Storch Amini P.C. v. Schlachet

193 N.Y.S.3d 122, 219 A.D.3d 419, 2023 NY Slip Op 04351
CourtAppellate Division of the Supreme Court of the State of New York
DecidedAugust 17, 2023
DocketIndex No. 651911/20 Appeal No. 316 Case No. 2022-02880
StatusPublished

This text of 193 N.Y.S.3d 122 (Storch Amini P.C. v. Schlachet) is published on Counsel Stack Legal Research, covering Appellate Division of the Supreme Court of the State of New York primary law. Counsel Stack provides free access to over 12 million legal documents including statutes, case law, regulations, and constitutions.

Bluebook
Storch Amini P.C. v. Schlachet, 193 N.Y.S.3d 122, 219 A.D.3d 419, 2023 NY Slip Op 04351 (N.Y. Ct. App. 2023).

Opinion

Storch Amini P.C. v Schlachet (2023 NY Slip Op 04351)
Storch Amini P.C. v Schlachet
2023 NY Slip Op 04351
Decided on August 17, 2023
Appellate Division, First Department
Published by New York State Law Reporting Bureau pursuant to Judiciary Law § 431.
This opinion is uncorrected and subject to revision before publication in the Official Reports.

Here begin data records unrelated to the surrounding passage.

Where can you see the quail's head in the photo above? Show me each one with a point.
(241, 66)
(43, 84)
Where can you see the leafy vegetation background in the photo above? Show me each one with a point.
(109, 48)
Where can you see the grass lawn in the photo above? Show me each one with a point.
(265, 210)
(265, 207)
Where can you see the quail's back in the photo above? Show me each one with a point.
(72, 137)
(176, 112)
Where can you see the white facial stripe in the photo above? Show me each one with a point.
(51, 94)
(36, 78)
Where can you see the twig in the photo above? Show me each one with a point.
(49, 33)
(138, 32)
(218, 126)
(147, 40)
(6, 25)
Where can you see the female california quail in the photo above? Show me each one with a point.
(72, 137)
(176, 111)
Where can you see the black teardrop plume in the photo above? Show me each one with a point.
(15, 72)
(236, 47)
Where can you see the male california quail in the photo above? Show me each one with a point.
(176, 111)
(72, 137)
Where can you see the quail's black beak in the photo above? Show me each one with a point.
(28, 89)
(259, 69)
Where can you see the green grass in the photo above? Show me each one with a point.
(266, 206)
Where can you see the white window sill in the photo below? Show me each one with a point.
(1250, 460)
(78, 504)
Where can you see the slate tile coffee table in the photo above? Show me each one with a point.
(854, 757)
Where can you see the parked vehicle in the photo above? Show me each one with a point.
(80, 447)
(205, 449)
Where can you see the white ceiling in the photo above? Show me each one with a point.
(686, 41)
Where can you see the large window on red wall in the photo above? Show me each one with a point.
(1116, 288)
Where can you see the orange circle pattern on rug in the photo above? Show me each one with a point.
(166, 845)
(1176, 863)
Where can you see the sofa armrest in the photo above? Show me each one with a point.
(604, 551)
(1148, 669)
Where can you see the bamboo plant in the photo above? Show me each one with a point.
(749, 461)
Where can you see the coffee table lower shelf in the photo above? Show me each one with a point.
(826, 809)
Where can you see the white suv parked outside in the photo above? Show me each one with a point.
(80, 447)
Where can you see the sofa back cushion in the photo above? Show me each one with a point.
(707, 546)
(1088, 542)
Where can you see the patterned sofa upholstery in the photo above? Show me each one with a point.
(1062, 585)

Decided and Entered: August 17, 2023
Before: Kapnick, J.P., Friedman, Gesmer, Mendez, Pitt-Burke, JJ.

Index No. 651911/20 Appeal No. 316 Case No. 2022-02880

[*1]Storch Amini P.C., Plaintiff-Appellant,

v

David Schlachet, Defendant-Respondent.


Amini LLC, New York (Jeffrey Chubak of counsel), for appellant.

Andruzzi Law, Bethpage (Anae Petito of counsel), for respondent.



Order, Supreme Court, New York County (Debra James, J.), entered on or about June 10, 2022, which, to the extent appealed from as limited by the briefs, denied plaintiff's motion for summary judgment on its second cause of action for constructive fraudulent conveyance (Debtor and Creditor Law § 273) and granted defendant's cross-motion for summary judgment dismissing the first cause of action for actual fraudulent conveyance (Debtor and Creditor Law § 276) and the second cause of action in its entirety (Debtor and Creditor Law §§ 273, 274), unanimously reversed, on the law, without costs, the motion granted and the cross-motion denied.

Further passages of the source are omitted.